La photo montre deux gamelles pour chien, posées à même le sol carrelé. Celle de gauche porte le nom de « Rex », en lettres rouges ; sur celle de droite, on peut lire : « Mamie ». Cette affiche, placardée sur les Abribus du département de l'Essonne, avait fait grand bruit à l'automne 1999. Certains y voyaient une atteinte à la dignité des personnes âgées. « Ce ne sont pas les affiches, mais les situations de maltraitance qui constituent des atteintes à la dignité. Il est indispensable de frapper fort dans la mesure où ce qui caractérise ces situations, c'est la loi du silence », avaient alors rétorqué le conseil général de l'Essonne et l'association Age-Alma (1), à l'origine de cette campagne de communication. Laquelle marquait le coup d'envoi d'un vaste programme de lutte contre la maltraitance des personnes âgées, aujourd'hui cité en exemple (2).

Il s'inscrit dans le cadre du schéma départemental « Personnes âgées » de l'Essonne, adopté en juin 1999 et établi pour quatre ans, qui prévoit en matière de maltraitance le développement de la prévention primaire. Son objectif ? Renforcer l'action de l'association Age-Alma, mettre en place une procédure de signalement et soutenir les activités d'une cellule de signalement.

C'est à l'automne 1999 que l'Association gérontologique de l'Essonne a ouvert son numéro Allô maltraitance (3), en convention avec Alma France. Il s'agit d'un service d'écoute relativement classique, pourvu d'un comité permanent (deux médecins, deux assistantes sociales, un responsable d'établissement, un membre d'association de soins à domicile) et d'un comité de pilotage qui intervient pour aider à la résolution de certains problèmes posés à l'association. Les appels reçus concernent principalement des cas de maltraitance de personnes âgées dans le cadre familial, en majorité par les enfants, les négligences passives étant les plus répandues. Sont également souvent dénoncées des maltraitances financières (détournement d'argent, placements abusifs, etc.). D'année en année, le nombre de dossiers augmente. En 2001,415 dossiers ont été ouverts, avec l'intervention d'un référent (médecin, assistante sociale, psychologue).

Partenariat des services

Les plaintes concernant les établissements sont transmises à la cellule de signalement qui coordonne l'action des administrations. Mise en place depuis juillet 1998, elle réunit tous les deux mois, et davantage en cas d'urgence, les services de la direction départementale des affaires sanitaires et sociales (DDASS), du conseil général et de la direction départementale de la consommation, de la concurrence et de la répression des fraudes. Elle met en commun les informations détenues par chacune de ces administrations, la DDASS recevant la majorité des plaintes. D'autres services sont alertés en fonction de la teneur des signalements : direction du travail, de l'emploi et de la formation professionnelle, brigade financière pour les détournements de fonds, services du procureur pour des situations individuelles faisant l'objet d'atteintes à la personne justifiant un signalement. « En général, observe Annick Khidas, responsable des actions de santé au département, un établissement qui fonctionne mal cumule les dysfonctionnements : à des problèmes de gestion s'ajoutent des problèmes de personnel et des insuffisances de prise en charge, cette accumulation conduisant à la limite de la négligence. Même si un établissement bien géré n'est pas forcément un établissement bien traitant. »
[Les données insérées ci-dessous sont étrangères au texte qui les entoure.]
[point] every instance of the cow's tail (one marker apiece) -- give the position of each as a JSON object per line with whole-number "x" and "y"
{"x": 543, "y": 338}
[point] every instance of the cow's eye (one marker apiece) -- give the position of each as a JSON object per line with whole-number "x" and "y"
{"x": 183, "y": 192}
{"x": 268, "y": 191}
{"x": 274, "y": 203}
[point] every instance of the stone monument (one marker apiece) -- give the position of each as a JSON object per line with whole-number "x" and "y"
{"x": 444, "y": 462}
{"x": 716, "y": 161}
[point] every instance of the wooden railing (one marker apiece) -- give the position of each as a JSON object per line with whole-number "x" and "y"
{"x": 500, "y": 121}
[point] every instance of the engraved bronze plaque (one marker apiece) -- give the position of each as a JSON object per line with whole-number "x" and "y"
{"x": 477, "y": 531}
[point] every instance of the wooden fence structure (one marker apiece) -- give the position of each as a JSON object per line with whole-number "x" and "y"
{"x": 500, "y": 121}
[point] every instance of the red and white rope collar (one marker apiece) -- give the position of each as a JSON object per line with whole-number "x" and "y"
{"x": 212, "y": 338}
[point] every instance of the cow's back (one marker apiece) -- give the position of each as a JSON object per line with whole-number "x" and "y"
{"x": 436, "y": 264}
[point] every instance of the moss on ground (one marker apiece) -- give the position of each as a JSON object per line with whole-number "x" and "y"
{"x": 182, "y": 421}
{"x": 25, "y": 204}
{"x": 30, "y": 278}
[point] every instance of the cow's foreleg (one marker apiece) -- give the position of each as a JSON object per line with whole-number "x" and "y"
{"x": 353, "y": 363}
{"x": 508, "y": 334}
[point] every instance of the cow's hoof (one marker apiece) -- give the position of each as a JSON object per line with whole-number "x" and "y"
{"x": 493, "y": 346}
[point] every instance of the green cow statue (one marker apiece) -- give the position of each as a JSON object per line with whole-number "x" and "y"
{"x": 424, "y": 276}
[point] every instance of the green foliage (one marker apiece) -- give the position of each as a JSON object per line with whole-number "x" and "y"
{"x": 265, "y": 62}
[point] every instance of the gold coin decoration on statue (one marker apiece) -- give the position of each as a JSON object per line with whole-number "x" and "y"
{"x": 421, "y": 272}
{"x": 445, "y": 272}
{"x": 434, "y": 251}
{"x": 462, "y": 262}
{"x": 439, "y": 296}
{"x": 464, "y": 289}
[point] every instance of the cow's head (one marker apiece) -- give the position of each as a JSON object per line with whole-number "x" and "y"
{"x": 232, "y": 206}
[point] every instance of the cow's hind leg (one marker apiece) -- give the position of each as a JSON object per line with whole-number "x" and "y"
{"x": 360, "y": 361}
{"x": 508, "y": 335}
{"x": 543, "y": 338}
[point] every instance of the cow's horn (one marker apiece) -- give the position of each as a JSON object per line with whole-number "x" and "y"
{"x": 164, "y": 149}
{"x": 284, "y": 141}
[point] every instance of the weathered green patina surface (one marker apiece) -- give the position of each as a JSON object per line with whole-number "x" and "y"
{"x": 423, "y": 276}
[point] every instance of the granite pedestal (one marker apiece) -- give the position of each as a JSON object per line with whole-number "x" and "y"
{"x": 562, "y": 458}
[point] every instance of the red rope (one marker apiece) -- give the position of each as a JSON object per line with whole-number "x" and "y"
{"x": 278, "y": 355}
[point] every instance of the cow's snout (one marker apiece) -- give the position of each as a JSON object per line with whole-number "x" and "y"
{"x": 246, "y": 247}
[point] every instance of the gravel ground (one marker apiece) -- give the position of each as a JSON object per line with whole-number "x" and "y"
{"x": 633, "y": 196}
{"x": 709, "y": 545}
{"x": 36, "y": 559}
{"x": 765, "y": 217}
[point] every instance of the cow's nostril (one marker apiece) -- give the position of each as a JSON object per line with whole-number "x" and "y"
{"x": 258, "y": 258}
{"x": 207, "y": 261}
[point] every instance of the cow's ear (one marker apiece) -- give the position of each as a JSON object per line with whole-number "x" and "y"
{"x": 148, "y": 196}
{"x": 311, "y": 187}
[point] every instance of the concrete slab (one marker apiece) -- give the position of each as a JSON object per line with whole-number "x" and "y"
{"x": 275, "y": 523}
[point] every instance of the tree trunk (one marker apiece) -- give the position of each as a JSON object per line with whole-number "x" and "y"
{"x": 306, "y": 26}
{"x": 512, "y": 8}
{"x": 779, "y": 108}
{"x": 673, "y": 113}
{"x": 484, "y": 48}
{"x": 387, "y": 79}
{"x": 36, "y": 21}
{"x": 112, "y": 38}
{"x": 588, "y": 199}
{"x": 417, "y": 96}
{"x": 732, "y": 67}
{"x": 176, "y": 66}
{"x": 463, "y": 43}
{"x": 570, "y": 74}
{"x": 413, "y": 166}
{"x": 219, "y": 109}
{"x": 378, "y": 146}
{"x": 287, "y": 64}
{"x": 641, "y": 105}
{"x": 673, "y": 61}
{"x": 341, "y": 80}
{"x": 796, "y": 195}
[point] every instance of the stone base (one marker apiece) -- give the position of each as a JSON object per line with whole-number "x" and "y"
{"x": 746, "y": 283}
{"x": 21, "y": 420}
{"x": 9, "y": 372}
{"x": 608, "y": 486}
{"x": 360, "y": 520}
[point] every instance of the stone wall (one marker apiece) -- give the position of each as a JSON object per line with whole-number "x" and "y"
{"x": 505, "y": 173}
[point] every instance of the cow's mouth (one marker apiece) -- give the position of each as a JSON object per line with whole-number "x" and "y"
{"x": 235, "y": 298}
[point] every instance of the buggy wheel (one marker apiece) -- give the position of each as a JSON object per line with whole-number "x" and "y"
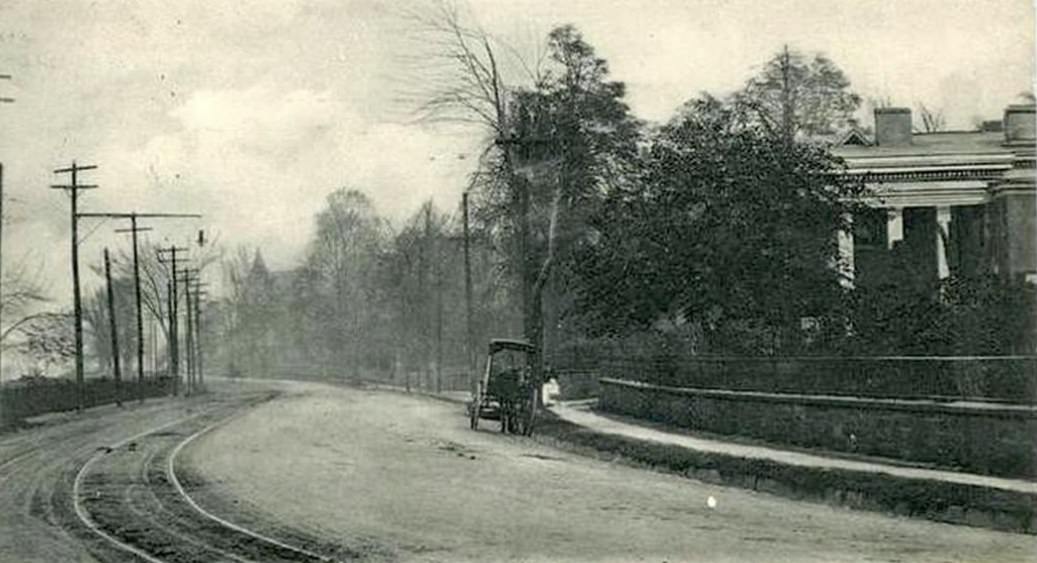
{"x": 473, "y": 410}
{"x": 529, "y": 417}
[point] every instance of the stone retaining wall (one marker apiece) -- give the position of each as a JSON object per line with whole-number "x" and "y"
{"x": 977, "y": 438}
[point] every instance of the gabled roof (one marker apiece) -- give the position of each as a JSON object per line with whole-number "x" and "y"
{"x": 853, "y": 137}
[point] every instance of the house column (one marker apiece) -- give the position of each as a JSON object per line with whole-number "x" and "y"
{"x": 845, "y": 240}
{"x": 943, "y": 235}
{"x": 894, "y": 226}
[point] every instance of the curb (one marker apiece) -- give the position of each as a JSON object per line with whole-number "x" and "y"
{"x": 939, "y": 501}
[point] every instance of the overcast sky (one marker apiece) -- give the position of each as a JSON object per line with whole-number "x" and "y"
{"x": 252, "y": 111}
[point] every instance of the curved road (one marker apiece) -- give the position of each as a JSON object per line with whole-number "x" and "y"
{"x": 382, "y": 476}
{"x": 396, "y": 477}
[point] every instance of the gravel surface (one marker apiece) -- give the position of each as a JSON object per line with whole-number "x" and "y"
{"x": 396, "y": 477}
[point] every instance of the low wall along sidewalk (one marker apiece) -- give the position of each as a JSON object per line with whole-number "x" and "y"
{"x": 990, "y": 439}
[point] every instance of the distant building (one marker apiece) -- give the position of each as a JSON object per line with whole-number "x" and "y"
{"x": 955, "y": 203}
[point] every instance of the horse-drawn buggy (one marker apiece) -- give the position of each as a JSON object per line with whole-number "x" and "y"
{"x": 507, "y": 390}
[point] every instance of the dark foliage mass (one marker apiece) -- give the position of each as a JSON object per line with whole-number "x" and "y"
{"x": 730, "y": 228}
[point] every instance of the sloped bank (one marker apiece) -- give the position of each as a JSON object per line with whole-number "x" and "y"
{"x": 988, "y": 439}
{"x": 940, "y": 501}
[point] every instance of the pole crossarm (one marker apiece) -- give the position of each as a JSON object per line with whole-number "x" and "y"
{"x": 74, "y": 189}
{"x": 132, "y": 215}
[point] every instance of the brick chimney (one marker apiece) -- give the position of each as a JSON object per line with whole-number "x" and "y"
{"x": 893, "y": 127}
{"x": 1019, "y": 123}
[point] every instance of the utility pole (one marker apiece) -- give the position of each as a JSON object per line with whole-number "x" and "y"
{"x": 189, "y": 336}
{"x": 438, "y": 271}
{"x": 73, "y": 190}
{"x": 192, "y": 287}
{"x": 199, "y": 292}
{"x": 469, "y": 349}
{"x": 171, "y": 340}
{"x": 422, "y": 278}
{"x": 134, "y": 229}
{"x": 115, "y": 332}
{"x": 174, "y": 344}
{"x": 2, "y": 101}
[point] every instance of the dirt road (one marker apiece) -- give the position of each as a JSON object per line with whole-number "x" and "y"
{"x": 395, "y": 477}
{"x": 76, "y": 485}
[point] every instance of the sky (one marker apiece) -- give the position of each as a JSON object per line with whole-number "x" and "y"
{"x": 252, "y": 112}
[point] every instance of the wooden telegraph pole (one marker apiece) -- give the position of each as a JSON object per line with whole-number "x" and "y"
{"x": 174, "y": 330}
{"x": 74, "y": 189}
{"x": 2, "y": 101}
{"x": 115, "y": 333}
{"x": 469, "y": 349}
{"x": 134, "y": 229}
{"x": 189, "y": 335}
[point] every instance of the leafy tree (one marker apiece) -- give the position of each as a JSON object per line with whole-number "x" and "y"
{"x": 795, "y": 94}
{"x": 342, "y": 260}
{"x": 732, "y": 229}
{"x": 575, "y": 141}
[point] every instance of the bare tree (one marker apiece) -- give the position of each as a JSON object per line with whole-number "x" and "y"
{"x": 932, "y": 119}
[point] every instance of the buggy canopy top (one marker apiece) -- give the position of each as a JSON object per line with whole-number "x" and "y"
{"x": 502, "y": 343}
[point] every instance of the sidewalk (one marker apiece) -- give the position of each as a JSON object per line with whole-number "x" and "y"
{"x": 868, "y": 484}
{"x": 582, "y": 415}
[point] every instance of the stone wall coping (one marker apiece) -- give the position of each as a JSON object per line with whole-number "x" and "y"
{"x": 975, "y": 409}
A l'origine de l'instauration de cette cellule, le constat d'un manque de coordination. Pour permettre à chacun des services concernés d'être plus opérationnel, ceux-ci échangent régulièrement sur le dispositif, tiennent une fois par semestre une réunion afin d'être vigilants sur les informations recueillies. En outre, la réunion bimestrielle, en formation restreinte, permet d'établir un calendrier prévisionnel des visites d'inspection à effectuer. Les administrations peuvent alors intervenir de façon coordonnée, chacune dans son domaine. « Il était auparavant quasi impossible d'aboutir à une fermeture d'établissement, du fait d'un trop grand décalage dans le temps entre le constat des faits et l'inspection de l'établissement. Bien souvent, les choses étaient déjà corrigées au moment de la visite de contrôle. Chaque administration perdait ainsi un peu de son autorité et de son emprise. En outre, un discours coordonné est beaucoup plus fort que s'il est dispersé », analyse Annick Khidas. Coordination de la gestion des plaintes, établissement d'un ordre de priorité dans la réponse, le dispositif a une mission de contrôle, mais aussi un rôle de conseil auprès des établissements : pour certains dysfonctionnements survenant par ignorance ou défaut d'organisation, une amélioration peut être assez facilement apportée par le biais d'une simple recommandation.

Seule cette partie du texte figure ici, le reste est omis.